ENVIRONMENT - POPULATION


Over-population or over production?
Australian, 10 September 1994.

Would planet Earth be any better off if the Cairo Conference on Population and Development halted human numbers at their present five and a bit billions? No; not unless that limitation became part of bigger changes. Nor would the prop0sects for our species necessarily improve if our number fell by half. The answers lie not in how many of us are born but in rather how some of us live.

Of course, family planning has advantages for mothers and children everywhere when births can be times to suit the availability of care and resources. But it is misleading to extrapolate from that benefit for individuals any impact on the welfare of our species, still less on the health of the global environment.

This view assumes that the objective behind putting limits on population is to hold down pressure on all the Earth’s recourses. However, certain advocates of population control believe that race explains the distribution of poverty among nations. For them, population control is a mask for global ethnic cleansing.

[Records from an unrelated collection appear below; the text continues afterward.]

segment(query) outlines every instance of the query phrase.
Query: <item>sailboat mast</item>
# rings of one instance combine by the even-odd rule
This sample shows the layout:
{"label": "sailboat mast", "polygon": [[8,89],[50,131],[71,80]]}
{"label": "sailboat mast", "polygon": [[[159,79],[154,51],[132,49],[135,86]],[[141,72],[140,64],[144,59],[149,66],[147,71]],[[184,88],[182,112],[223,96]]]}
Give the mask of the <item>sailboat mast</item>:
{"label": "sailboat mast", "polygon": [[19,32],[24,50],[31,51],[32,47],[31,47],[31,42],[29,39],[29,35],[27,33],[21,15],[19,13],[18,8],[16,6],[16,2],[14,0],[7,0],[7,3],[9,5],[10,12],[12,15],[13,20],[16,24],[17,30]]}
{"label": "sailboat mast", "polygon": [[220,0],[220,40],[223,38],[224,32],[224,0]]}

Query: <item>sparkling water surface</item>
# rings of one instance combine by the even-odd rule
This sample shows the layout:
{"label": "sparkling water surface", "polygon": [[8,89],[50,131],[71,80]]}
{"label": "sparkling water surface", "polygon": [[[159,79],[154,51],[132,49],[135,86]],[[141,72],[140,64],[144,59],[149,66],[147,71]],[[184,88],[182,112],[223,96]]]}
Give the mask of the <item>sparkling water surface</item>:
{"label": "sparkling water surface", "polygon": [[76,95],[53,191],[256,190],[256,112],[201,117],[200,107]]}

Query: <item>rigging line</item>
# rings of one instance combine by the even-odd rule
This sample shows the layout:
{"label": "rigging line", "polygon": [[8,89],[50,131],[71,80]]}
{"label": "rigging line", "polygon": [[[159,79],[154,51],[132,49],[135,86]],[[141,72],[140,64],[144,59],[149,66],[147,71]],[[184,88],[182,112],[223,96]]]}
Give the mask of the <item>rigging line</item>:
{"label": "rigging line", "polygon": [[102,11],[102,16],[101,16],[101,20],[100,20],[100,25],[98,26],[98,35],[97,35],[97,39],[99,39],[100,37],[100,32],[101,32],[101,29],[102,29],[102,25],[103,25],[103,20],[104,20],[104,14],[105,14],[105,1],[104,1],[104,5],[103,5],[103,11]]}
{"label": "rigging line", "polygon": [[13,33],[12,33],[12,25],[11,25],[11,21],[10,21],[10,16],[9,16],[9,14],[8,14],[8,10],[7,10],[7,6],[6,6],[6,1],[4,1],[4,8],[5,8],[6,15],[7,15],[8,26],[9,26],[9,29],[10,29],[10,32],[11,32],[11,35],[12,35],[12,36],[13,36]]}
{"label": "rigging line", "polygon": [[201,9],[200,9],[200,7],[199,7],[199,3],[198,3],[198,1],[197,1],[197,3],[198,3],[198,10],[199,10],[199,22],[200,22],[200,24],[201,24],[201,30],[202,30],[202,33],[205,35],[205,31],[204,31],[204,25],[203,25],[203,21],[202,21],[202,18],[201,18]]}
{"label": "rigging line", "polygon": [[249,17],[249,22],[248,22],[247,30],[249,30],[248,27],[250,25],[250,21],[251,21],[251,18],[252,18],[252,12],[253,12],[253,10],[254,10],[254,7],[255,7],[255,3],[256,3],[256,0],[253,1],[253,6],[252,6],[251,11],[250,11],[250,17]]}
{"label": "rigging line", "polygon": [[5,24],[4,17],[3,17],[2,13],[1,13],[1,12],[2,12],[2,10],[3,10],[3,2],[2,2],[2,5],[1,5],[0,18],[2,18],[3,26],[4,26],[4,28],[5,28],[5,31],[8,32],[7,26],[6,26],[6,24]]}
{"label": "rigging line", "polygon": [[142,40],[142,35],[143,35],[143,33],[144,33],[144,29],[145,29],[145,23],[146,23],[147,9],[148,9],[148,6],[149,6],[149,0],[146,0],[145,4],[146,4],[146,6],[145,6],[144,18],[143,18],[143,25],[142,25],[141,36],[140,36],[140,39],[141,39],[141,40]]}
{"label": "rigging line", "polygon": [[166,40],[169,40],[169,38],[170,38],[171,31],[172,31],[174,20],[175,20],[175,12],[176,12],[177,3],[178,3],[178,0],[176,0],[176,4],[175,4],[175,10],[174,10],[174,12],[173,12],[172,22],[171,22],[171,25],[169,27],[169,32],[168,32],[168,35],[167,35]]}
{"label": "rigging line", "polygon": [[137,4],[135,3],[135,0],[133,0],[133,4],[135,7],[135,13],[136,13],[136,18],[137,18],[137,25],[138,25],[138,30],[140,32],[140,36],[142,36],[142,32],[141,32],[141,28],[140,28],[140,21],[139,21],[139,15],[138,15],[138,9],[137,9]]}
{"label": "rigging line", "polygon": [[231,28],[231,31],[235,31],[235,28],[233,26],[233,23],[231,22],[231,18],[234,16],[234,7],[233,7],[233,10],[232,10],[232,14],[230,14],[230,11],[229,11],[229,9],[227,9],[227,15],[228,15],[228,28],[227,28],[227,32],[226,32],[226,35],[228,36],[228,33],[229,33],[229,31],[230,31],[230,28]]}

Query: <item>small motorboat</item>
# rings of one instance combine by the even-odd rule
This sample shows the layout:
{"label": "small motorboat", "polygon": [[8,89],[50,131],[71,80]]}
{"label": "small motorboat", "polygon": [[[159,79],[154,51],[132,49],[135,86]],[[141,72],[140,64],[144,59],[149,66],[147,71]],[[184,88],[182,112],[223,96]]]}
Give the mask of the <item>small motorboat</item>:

Yet the threat to our survival does not come from the masses of the poor. The 300 million in the United States comprise only 6 per cent of the world’s population, but they use more than a third of the resources consumed a year. The disappearance overnight of the wealthiest half of Americans would have more effect than the disappearance of all the peoples in mainland China.

The wackiest argument about population is that rises in the so-called standard of living make the most persuasive case for birth control. Even if the causal connection ever so straightforward, that cure is, under capitalism, as destructive as the disease.

In terms of sustainability, what will be the advantage of having only two children per family if that pair were to consume more than a dozen who had lived in poverty? Controlling population compounds the harm when it relies on higher consumption levels.

Consider the case of Japan. Between 1890 and 1990, its population rose 300 per cent to 124 million. During the past 20 years, the rate has been slowing until it is now below replacement level. But what benefit will that stagnation bring if those 124 million are driven to expand further their rate of conspicuous consumption?

Every week, the English language Nikkei Weekly publishes a column announcing new products developed by the corporations. The catalogue for the last week in August announced the following treats in department stores: Business people could buy briefcases with an insert for their cellular phones ($400); the elderly could watch television while sitting on a mode concealed in a armchair, complete with steriliser and deodoriser ($900).

But what the world has been waiting for is the cigarette lighter containing a battery-driven sweeper for spilled ash. Marketeers are putting this chrome-and-gold plated plastic emblem of capitalist civilisation within your reach for $100.

Is human life going to be more sustainable when children in Somalia can grow up expecting to charge a talking briefcase, a padded potty and a hand sized vacuum cleaner to their credit cards?

In addition, there are the big-ticket items, notably, the automobile. The post-1945 growth in car registrations has been as destructive as the rise in birth registrations. The ticking noise is not coming from inside a population bomb, but from under the bonnet.

One prime need, therefore, is to redefine standard of living as a sustainable quality of life, and no longer in terms of the quantity of commodities one can throw away.

This problem is endemic in developed economies. Japan is a pertinent example because its corporations are driving up consumer demands at the same time as its birth rate is on the way down. In rate is on the way down. In short, although Japan has achieve what the population control push is demanding from the Cairo conference, the dynamic of its economic system is at least as dangerous as a boost to the number of those consumers would be.

In-vitro fertilisation programs spotlight the conflicts between controlling the population of the poor while at the same time exciting consumer wants within richest societies. Millions of dollars help infertile couples in Australia to have babies. Colouring the argument that every woman has a right to become a biological mother are the values of a market culture that has taught us to covet our neighbours’ goods. How long before parents are being offered designer babies with the most fashionable eye colour?

Biologists might argue that increasing the numbers of one’s own species is what life is al about. Hence, any population will expand until checked by the demands of competing species. The truth is that account does not deal with the non-biological forces at work in expanding the resources used by a privileged niche within our species.

Here, we encounter a social imperative, not a biological one. The threat is not from a self-replicating gene, but thrusts out of a political economy that thrives by promoting selfishness. The logic of capitalism means that it must grow in order to survive. Such expansion to production stimulates a growth in consumption. Hence, even before the total number of consumers can be held constant, capitalism’s solution to its own survival has been to increase the volume being consumed per person.

A conference on production control would be more pertinent than one on controlling population through free-market development.